The 26,000-square-foot store, at Broad and Chestnut Streets, opened in 2013 in a space left vacant by the closure of a Borders bookstore. Part of a national push that saw similar larger-format stores open in eight other cities, the “superstore” featured more fresh and prepared food than a typical Walgreens, as the chain sought to fill a niche typically occupied by neighborhood grocery stores.
Fraser Engerman, a Walgreens spokesperson, confirmed the store would close at 3 p.m. on Feb. 28.
“We are focused on creating the right network of stores in the right locations to best meet the needs of the communities we serve,” he said. “We have made the difficult decision to close this location. There are a number of factors that we take into consideration including dynamics of the local market and changing buying habits of our customers.”
Engerman said pharmacy customers would be notified and their prescription files automatically transferred to nearby locations.
The announcement this week comes after several other high-profile Center City retail closures, including a flagship Wawa convenience store at Broad and Walnut, and others at 13th and Chestnut as well as Ninth and South Streets.

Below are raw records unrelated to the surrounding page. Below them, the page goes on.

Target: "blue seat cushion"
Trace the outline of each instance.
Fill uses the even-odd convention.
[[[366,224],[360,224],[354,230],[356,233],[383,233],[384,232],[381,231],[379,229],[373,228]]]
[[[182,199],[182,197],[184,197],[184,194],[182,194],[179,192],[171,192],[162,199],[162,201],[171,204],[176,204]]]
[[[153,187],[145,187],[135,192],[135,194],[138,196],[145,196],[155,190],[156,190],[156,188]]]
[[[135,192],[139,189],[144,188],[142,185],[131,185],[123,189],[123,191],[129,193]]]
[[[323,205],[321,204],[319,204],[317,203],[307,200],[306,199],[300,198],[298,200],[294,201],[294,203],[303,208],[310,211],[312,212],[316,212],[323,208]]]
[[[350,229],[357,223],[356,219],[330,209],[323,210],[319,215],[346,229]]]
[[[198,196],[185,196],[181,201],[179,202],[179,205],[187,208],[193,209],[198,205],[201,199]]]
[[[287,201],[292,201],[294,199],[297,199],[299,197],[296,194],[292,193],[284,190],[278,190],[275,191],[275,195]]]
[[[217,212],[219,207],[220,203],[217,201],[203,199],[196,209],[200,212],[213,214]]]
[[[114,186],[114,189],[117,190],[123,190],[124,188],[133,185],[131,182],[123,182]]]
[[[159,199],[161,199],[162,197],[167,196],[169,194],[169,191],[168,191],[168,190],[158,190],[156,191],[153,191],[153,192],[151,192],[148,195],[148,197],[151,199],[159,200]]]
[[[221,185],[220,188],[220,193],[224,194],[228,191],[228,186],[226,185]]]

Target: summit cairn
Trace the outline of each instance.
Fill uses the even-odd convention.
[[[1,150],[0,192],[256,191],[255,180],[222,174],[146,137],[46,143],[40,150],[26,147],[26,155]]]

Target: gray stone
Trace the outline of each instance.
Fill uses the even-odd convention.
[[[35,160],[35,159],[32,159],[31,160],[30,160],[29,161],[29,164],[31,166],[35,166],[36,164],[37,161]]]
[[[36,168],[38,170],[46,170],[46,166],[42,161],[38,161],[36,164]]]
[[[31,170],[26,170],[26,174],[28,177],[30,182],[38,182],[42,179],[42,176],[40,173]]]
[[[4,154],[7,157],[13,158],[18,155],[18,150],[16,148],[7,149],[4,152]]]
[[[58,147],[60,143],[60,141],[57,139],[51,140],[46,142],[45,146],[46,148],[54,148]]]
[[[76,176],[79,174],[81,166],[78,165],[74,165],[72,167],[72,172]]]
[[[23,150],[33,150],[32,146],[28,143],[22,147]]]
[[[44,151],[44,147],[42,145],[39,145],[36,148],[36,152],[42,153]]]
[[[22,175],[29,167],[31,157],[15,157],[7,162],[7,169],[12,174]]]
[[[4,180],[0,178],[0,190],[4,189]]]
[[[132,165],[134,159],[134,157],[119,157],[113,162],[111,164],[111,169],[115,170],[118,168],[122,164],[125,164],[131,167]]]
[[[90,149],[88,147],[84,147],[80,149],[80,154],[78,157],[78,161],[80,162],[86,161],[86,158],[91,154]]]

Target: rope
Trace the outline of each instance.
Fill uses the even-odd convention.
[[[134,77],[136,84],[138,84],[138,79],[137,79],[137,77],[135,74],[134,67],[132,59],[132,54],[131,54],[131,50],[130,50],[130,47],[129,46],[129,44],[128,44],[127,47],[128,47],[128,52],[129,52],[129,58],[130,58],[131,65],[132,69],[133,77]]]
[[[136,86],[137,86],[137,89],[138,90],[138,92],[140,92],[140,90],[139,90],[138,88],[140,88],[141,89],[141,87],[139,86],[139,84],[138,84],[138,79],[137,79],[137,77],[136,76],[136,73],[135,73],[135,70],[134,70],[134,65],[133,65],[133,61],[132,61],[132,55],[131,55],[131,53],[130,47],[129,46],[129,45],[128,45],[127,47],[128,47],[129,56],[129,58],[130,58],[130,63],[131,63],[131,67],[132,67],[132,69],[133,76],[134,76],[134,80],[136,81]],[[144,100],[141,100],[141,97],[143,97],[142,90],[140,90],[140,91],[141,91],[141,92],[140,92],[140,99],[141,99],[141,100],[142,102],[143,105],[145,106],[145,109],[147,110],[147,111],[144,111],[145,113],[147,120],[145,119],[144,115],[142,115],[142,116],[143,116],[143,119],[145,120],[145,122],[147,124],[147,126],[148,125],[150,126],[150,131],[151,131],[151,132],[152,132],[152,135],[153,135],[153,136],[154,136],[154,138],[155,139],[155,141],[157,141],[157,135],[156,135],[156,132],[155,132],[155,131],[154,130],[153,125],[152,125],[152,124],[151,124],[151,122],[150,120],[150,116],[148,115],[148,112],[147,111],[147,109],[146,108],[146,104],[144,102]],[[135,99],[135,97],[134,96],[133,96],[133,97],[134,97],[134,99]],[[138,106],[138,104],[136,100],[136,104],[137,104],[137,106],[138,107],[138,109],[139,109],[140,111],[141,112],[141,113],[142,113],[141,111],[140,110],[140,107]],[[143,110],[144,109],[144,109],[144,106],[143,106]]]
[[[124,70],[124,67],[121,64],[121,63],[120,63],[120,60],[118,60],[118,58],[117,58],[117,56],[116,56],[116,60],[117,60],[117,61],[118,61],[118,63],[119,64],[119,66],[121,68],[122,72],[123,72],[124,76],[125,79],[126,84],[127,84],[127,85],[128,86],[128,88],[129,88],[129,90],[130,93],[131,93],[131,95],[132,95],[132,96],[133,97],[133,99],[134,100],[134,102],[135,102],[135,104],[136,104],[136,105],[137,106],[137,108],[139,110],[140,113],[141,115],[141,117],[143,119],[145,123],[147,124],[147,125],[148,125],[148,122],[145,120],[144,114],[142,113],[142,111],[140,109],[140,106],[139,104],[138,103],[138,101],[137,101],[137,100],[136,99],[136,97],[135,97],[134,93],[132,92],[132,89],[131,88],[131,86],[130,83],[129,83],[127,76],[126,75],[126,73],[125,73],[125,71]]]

Paul Levy, head of the downtown economic development agency Center City District, said numerous factors were driving closures of stores, like the Walgreens location, that were already battered by the pandemic and experienced looting in the wake of mass unrest in 2020, following the murder of George Floyd.
He acknowledged a “concerning” rise in retail thefts –– which increased nearly 20% citywide over the last year, according to police data –– but said the primary driver was overall downtown foot traffic that is still 38% lower than before the pandemic. He attributed the latter to the economically bruising loss of many office workers, tens of thousands of whom were placed on remote work or relocated during the pandemic.
“It just happens to be that office workers are some of the biggest patrons of these convenience stores,” he said. “That factor is overwhelming.”
Levy said some large retail closures also owed to conditions localized along South Broad, vs. other nearby corridors, like Walnut or Chestnut Streets. The area was long ago dubbed “the Avenue of the Arts” due to the prevalence of theaters and performing arts spaces, but many venues struggled to draw large crowds during the pandemic.
“South Broad was driven by arts and entertainment, that have only finally come back in November or December, and some amount of office work that has been missing,” he said.
A recent report from the agency found that while the vast majority of commercial locations had reopened, downtown vacancy rates remained higher than before the pandemic. But the same report also found that restaurant closures accounted for the majority of vacancies and that retail-sector employment now exceeded prepandemic levels.
Levy noted that similar chains, like Rite Aid and CVS, had announced plans for mass store closures in recent months, citing shifting buying trends by U.S. consumers and increased competition. The department-store chain Target, for example, has opened two smaller-format stores in Center City over the last decade, and three more in surrounding neighborhoods.
“They did market saturation strategy and have strong competitors,” Levy said of pharmacy chains like Walgreens. “But if you walk into Target today, you’ll find many of the same products. There’s a lot of competition.”